The accuracy of remote sensing-based models of forest attributes could be improved by controlling the spatial registration of field and remote sensing data. We have demonstrated the potential of an algorithm matching plot-level field tree positions with lidar canopy height models and derived local maxima to achieve a precise registration automatically.
Context The accuracy of remote sensing-based estimates of forest parameters depends on the quality of the spatial registration of the training data.
Aims This study introduces an algorithm called RegisTree to correct field plot positions by matching a spatialized field tree height map with lidar canopy height models (CHMs).
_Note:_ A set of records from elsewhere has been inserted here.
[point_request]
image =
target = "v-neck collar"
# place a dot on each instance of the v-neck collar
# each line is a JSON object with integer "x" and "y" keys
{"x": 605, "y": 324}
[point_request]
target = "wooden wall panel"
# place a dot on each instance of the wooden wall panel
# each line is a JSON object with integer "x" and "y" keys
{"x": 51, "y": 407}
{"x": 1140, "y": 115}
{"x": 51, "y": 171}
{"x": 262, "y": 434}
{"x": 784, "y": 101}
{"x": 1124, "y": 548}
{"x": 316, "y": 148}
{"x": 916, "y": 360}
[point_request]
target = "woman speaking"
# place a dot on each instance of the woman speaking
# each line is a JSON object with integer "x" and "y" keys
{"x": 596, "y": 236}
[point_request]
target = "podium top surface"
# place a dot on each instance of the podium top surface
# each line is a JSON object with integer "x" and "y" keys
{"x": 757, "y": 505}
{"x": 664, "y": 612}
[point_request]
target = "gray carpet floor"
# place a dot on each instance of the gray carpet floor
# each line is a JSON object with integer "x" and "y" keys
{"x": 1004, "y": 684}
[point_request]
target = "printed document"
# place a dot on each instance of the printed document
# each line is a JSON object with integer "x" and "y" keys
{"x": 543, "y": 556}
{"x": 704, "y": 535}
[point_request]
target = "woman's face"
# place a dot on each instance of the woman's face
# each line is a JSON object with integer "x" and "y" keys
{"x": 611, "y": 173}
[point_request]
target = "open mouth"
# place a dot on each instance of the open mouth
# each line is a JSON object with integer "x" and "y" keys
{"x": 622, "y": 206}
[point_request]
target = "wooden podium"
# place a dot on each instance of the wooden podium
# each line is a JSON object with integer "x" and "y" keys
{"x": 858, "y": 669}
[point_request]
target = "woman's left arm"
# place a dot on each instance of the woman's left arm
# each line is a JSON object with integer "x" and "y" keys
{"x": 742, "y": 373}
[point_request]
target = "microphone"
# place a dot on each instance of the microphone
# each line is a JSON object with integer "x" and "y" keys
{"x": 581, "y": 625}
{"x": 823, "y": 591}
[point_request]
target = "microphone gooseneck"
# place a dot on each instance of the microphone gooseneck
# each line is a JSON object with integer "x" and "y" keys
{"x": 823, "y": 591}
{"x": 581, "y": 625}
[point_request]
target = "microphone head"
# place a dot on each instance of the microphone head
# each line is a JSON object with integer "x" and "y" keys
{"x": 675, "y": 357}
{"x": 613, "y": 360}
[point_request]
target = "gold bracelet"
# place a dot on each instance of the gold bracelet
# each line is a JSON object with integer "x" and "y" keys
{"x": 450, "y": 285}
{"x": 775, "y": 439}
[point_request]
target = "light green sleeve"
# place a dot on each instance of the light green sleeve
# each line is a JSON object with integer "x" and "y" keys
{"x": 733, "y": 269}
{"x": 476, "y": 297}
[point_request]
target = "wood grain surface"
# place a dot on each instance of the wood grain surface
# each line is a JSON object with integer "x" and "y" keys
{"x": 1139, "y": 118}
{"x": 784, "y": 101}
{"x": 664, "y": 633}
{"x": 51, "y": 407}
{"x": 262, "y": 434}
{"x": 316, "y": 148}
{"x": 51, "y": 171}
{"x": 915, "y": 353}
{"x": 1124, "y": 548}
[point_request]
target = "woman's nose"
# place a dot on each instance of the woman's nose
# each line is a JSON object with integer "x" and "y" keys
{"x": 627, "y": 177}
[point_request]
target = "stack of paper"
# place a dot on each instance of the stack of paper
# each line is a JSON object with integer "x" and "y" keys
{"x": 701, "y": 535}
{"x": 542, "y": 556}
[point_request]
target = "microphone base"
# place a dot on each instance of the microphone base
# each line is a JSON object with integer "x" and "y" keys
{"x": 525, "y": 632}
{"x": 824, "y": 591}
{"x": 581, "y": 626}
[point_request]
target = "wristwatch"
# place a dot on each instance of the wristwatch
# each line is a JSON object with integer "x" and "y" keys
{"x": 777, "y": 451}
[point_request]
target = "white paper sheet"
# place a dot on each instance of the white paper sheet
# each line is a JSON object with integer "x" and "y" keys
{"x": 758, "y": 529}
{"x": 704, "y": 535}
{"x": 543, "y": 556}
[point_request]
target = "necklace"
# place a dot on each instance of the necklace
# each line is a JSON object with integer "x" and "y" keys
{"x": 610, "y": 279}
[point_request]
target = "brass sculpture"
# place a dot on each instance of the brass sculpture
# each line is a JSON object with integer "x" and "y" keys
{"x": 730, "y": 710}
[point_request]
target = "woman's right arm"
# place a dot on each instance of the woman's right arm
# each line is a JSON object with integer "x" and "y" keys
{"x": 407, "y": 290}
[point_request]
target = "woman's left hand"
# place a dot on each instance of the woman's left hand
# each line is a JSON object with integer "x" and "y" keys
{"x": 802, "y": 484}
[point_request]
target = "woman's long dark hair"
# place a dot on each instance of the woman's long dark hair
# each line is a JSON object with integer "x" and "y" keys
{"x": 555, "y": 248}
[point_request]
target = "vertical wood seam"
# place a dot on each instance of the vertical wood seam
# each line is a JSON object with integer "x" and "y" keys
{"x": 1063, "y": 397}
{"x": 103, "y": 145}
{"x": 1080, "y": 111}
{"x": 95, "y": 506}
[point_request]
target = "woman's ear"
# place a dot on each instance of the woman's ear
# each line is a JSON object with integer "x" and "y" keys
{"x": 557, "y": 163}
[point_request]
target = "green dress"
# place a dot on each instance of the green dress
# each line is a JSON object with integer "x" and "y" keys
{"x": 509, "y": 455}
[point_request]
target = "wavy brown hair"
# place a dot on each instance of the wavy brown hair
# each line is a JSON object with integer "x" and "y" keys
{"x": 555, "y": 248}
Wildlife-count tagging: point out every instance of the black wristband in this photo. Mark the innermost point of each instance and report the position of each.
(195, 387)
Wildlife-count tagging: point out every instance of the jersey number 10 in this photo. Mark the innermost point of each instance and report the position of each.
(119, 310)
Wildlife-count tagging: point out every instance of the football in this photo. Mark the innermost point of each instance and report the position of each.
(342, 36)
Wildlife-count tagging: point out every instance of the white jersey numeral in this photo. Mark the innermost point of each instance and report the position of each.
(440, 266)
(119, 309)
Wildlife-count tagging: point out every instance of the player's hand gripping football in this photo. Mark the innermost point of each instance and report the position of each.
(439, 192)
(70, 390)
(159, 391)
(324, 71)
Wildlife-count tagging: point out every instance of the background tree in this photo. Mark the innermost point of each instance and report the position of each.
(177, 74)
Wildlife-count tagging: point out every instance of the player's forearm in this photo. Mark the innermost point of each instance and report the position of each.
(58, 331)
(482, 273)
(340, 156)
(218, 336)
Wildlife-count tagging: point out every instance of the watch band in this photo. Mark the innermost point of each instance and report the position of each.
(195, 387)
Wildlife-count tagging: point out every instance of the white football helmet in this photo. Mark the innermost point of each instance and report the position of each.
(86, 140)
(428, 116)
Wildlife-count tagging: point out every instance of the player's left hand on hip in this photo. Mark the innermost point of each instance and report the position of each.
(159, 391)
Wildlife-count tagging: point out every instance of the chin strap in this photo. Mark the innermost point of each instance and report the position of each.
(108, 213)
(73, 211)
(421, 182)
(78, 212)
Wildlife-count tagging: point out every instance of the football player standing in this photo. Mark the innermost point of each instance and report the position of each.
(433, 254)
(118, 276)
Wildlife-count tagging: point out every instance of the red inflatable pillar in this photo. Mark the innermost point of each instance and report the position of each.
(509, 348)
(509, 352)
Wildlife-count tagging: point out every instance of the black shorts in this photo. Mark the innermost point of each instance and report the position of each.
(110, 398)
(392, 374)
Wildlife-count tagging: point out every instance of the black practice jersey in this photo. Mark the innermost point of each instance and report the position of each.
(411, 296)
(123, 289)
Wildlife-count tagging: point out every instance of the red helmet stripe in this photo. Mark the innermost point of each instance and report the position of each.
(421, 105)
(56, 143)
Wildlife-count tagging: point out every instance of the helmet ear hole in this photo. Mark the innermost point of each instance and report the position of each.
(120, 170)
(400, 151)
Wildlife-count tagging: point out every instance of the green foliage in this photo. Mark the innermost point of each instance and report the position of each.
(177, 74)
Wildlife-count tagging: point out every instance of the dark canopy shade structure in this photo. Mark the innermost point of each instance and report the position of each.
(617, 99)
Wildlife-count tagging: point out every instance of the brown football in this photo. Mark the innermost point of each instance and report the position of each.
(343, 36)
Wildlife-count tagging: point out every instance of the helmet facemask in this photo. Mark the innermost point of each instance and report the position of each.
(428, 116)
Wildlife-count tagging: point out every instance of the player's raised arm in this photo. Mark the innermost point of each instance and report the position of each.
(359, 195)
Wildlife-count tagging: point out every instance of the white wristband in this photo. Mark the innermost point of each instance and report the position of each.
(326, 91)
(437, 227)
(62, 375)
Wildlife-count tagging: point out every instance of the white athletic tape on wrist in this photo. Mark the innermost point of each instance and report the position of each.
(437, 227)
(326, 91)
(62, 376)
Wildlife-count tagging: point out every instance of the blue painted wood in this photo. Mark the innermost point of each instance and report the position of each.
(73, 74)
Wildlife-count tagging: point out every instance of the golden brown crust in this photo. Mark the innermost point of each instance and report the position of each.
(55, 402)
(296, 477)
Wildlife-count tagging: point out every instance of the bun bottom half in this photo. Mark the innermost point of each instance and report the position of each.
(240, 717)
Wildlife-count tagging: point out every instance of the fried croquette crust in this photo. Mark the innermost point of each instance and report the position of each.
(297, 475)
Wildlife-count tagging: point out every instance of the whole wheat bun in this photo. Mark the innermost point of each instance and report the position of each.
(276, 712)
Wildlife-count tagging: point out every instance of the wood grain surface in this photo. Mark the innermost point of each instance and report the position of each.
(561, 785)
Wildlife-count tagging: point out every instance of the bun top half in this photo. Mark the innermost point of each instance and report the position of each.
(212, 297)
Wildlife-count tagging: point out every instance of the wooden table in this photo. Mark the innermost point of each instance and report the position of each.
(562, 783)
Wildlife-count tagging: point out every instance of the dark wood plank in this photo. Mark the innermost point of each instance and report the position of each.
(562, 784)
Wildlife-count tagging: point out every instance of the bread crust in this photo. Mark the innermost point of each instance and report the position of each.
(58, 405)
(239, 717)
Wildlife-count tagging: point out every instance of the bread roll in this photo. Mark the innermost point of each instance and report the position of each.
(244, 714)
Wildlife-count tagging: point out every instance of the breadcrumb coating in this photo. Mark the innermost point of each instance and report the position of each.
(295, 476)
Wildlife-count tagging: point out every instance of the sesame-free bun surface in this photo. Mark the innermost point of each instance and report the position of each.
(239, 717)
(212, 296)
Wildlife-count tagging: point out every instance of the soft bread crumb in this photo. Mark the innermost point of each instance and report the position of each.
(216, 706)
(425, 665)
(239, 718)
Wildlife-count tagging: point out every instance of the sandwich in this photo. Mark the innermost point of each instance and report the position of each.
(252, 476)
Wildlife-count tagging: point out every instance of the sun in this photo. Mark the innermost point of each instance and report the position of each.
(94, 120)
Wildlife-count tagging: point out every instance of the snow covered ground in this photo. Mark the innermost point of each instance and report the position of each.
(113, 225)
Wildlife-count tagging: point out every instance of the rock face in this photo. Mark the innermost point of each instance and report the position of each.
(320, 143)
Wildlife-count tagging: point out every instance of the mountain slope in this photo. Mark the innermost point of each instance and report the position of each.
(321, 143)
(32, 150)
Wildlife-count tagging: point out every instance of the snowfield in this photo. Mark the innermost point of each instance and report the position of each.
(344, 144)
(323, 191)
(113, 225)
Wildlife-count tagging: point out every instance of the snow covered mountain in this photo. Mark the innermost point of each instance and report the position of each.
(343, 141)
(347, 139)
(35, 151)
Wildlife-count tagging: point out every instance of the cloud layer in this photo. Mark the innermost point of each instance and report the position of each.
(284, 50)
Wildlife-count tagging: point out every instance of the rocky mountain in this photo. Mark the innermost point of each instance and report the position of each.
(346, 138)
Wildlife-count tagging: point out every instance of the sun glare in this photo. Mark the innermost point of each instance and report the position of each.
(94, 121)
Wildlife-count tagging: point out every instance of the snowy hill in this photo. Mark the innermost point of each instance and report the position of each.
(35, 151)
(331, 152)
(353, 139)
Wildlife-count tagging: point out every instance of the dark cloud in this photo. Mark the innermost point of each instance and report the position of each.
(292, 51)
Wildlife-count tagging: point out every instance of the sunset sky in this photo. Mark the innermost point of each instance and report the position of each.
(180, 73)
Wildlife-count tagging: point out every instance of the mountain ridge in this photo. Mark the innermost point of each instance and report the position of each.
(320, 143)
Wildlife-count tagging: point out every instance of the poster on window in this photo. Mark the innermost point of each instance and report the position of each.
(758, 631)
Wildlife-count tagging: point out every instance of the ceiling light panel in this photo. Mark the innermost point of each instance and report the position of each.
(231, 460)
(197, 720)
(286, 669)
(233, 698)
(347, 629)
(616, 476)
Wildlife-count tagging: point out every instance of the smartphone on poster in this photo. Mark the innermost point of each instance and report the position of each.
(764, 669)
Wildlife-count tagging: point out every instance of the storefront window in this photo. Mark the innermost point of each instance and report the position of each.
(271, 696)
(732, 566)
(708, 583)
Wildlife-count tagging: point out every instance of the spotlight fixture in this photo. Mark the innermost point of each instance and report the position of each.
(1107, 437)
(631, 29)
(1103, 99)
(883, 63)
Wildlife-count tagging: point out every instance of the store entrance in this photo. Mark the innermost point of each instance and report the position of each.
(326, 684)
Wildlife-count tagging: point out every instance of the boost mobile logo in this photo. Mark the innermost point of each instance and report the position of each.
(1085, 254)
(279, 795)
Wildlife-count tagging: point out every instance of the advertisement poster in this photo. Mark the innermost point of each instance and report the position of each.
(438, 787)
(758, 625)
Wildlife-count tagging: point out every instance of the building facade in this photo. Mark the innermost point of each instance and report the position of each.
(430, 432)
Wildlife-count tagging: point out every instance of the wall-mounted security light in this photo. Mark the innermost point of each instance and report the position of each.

Methods RegisTree is based on a point (field positions) to surface (CHM) adjustment approach modified to ensure that at least one field tree position corresponds to CHM local maxima.
Results RegisTree has been validated with respect to positioning errors and the performance of lidar-derived estimation of plot volume. Overall, RegisTree enabled to register field plots surveyed in a range of forest conditions with a precision of 1.5 m (± 1.23 m), but a higher performance for conifer plots, and a limited efficiency in homogeneous stands, having similar heights. Improved plot positions were found to have a limited impact on volume predictions under the range of tested conditions, with a gain up to 1.3%.
Conclusion RegisTree could be used to improve the forest plot position from field surveys collected with low-grade GPS and to contribute to the development of processing chains of 3D remote sensing-based models of forest parameters.
Forest inventory, Lidar, Plot positioning, Registration algorithm, Forest parameter estimation
Fadili, M., Renaud, JP., Bock, J. et al. Annals of Forest Science (2019) 76: 30. https://doi.org/10.1007/s13595-019-0814-2
For the read-only version of the full text: https://rdcu.be/buDwl
The datasets generated and/or analyzed during the current study are not publicly available due to ownership and funding constraints but are available from the author upon reasonable request and with permission of ONF and IGN. Code and sample data supporting the findings of this study are available in the Zenodo repository (Fadili et al. 2019).